Statistical Physics for Ambitious Interpretability: A Workshop Retrospective

Lauren Greenspan; Lucas Teixeira; ClaudineLim

In April, we held our second workshop on statistical physics and AI safety, organized around a research agenda we've been building over the past year: Physics Inspired Ambitious Mechanistic Interpretability (PIAMI). (Stay tuned for a PIAMI research roadmap, to be shared soon.) This post is a summary of the week's talks, as well as my personal takeaways.

The PIAMI Agenda and PrincInt’s Perspective

Standard interpretability, including methods to probe, steer, and explain model internals, falls short of the perfect faithfulness standards of its most ambitious version. In the keynote talk, Lucas Teixeira introduced PIAMI and its potential to make high-confidence, statistical guarantees necessary to support a robust understanding of a model’s capabilities and failure modes as AI systems scale. In addition to statistical physics’ power to model neural networks as complex systems with many interacting components, the underlying bet rests on physics' proven ability to iteratively, simultaneously develop the theoretical models and measurement tools to respectively describe and probe experimental observations.

Dmitry Vaintrob built on these ideas to lay out a learning theory agenda capable of grounding the robust, principle tools necessary for ambitious interpretability. The agenda aims to bridge statistical physics methods like mean field theory with the desiderata of a theory of interpretability, including neuron sparsity, stochasticity of the training process, and the causal or hierarchical structure of latent features. The goal is to route candidate theories through model organisms with expressivity and realism properties of state-of-the-art models. Andrew Mack presented an agenda for AMI tools development meant to close the gap between tractability and faithfulness. The talk focused on early results of a hierarchical SAE architecture with a tractable alignment tax, and described work to build interpretable-from-scratch architectures with similar design principles. As a complement to this by-design approach, Jennifer Lin talked about putting the theoretical machinery of the eNTK to work finding learned features post-hoc.

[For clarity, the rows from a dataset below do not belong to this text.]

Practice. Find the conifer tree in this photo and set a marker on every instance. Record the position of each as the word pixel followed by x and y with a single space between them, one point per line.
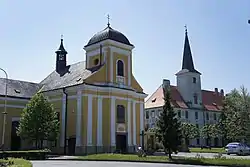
pixel 168 126
pixel 39 121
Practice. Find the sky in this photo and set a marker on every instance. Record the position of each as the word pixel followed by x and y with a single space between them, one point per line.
pixel 219 35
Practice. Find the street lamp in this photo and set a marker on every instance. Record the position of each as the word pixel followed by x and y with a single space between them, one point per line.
pixel 5 105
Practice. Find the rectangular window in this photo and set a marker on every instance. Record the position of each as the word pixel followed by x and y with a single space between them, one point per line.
pixel 147 115
pixel 198 141
pixel 215 116
pixel 153 113
pixel 194 80
pixel 179 113
pixel 195 99
pixel 186 114
pixel 207 115
pixel 196 115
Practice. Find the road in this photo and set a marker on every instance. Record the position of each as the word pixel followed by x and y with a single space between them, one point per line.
pixel 205 155
pixel 102 164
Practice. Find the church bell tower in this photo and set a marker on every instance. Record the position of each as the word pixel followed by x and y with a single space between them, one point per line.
pixel 61 61
pixel 188 78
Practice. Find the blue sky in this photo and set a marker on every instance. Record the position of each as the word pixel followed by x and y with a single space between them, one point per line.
pixel 218 32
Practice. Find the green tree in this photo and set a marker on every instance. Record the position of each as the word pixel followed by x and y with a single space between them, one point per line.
pixel 168 126
pixel 209 131
pixel 234 122
pixel 39 121
pixel 189 131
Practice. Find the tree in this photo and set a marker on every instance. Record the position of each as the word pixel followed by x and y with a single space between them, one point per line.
pixel 39 121
pixel 234 122
pixel 189 131
pixel 168 126
pixel 209 131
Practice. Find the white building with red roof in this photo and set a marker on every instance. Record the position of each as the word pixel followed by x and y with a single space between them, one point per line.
pixel 191 103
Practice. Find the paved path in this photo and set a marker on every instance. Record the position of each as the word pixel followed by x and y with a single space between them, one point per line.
pixel 205 155
pixel 102 164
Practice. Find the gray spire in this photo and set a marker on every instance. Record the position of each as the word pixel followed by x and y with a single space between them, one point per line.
pixel 187 62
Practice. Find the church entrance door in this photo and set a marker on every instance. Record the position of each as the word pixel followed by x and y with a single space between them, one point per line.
pixel 121 142
pixel 71 146
pixel 15 139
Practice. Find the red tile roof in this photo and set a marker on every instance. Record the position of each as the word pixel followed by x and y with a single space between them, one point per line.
pixel 211 100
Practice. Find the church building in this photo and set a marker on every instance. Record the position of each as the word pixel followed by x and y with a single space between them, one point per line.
pixel 99 100
pixel 191 103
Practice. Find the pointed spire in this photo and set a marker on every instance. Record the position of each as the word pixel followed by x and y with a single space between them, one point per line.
pixel 61 47
pixel 187 62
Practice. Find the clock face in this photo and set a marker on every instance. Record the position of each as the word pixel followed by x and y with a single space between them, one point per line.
pixel 61 57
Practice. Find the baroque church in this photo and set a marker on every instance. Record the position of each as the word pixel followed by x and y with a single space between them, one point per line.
pixel 99 102
pixel 190 102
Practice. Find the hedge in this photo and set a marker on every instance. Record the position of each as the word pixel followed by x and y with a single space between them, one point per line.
pixel 28 155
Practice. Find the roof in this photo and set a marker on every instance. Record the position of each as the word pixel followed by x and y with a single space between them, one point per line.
pixel 211 100
pixel 75 74
pixel 19 89
pixel 109 33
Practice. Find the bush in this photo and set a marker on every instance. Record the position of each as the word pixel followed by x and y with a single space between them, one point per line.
pixel 28 155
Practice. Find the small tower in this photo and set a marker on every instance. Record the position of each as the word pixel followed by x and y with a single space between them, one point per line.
pixel 61 57
pixel 188 78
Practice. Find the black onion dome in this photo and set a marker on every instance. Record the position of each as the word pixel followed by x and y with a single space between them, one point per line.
pixel 109 33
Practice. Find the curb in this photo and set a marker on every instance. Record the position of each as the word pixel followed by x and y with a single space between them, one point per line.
pixel 155 162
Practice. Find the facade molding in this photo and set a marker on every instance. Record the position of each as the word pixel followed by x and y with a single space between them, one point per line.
pixel 89 121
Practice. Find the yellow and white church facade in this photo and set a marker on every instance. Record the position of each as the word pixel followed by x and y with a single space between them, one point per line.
pixel 99 102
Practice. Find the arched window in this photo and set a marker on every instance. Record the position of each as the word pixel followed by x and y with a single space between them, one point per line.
pixel 120 68
pixel 120 114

Ari Brill discussed a data models agenda to develop metrics and validation methods to test theoretical hypotheses and improve interpretability tools. This line of work uses physics theories, like high-dimensional percolation, to model realistic structural properties of natural data and generate synthetic datasets with those properties, encoded by a tractable hierarchical structure.

Theory

An improved theoretical understanding of learning in deployed models is foundationally important for their robust interpretation. How could existing theoretical hypotheses guide the definitions and assumptions we bake into AMI? How can statistical physics machinery be used – exactly or heuristically – to develop actionable tools to understand learned features and guide their development?

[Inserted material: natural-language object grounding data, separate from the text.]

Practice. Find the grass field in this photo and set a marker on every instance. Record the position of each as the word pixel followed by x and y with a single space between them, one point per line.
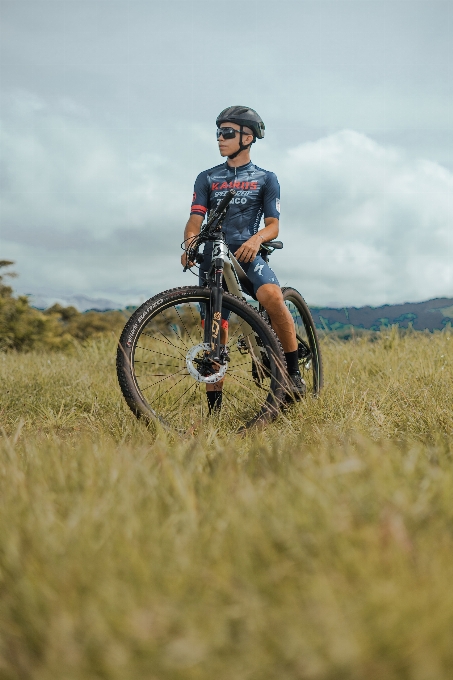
pixel 320 548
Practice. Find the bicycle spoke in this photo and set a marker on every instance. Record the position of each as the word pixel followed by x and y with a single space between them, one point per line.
pixel 169 390
pixel 166 378
pixel 172 328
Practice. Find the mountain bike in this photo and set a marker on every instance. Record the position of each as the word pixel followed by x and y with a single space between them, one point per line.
pixel 182 340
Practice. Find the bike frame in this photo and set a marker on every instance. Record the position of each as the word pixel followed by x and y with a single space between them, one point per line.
pixel 223 266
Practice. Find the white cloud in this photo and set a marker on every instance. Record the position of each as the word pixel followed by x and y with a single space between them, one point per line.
pixel 371 225
pixel 91 210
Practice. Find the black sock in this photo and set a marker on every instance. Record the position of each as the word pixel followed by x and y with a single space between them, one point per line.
pixel 292 361
pixel 214 401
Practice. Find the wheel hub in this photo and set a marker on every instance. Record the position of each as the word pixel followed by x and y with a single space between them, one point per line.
pixel 202 367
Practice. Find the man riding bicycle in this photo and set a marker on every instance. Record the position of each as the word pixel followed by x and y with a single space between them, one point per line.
pixel 257 195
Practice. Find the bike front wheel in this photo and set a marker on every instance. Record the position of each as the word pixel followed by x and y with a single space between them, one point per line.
pixel 310 362
pixel 163 363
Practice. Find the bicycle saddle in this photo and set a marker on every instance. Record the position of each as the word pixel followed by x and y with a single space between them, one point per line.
pixel 276 245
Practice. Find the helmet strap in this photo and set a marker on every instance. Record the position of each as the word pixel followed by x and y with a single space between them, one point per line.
pixel 242 147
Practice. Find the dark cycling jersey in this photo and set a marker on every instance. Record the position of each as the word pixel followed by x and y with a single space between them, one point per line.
pixel 257 195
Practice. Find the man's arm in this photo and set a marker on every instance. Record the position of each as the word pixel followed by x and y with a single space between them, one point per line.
pixel 192 229
pixel 248 251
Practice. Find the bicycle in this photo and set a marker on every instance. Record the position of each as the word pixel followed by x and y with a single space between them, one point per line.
pixel 166 355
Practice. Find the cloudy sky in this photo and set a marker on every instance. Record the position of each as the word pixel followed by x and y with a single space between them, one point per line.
pixel 108 114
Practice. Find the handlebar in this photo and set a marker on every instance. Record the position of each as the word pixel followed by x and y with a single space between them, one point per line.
pixel 216 214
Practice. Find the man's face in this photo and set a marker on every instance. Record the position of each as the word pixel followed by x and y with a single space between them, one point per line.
pixel 230 146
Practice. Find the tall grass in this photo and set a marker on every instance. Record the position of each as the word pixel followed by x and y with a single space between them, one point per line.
pixel 318 548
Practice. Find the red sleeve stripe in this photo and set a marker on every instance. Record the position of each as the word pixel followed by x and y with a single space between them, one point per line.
pixel 199 208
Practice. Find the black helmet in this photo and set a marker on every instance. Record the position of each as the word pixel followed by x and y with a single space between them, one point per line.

In the workshop's first discussion session Jamie Simon (UC Berkeley / Imbue) introduced learning mechanics: a predictive scientific theory of the learning process analogous to classical mechanics. In a way that is deeply synergistic with the PIAMI research agenda, he made the case that the field of deep learning is ready for such a theory, which should incorporate and develop existing work on, for example, solvable toy settings, limiting behavior, and macroscopic phenomena^[1].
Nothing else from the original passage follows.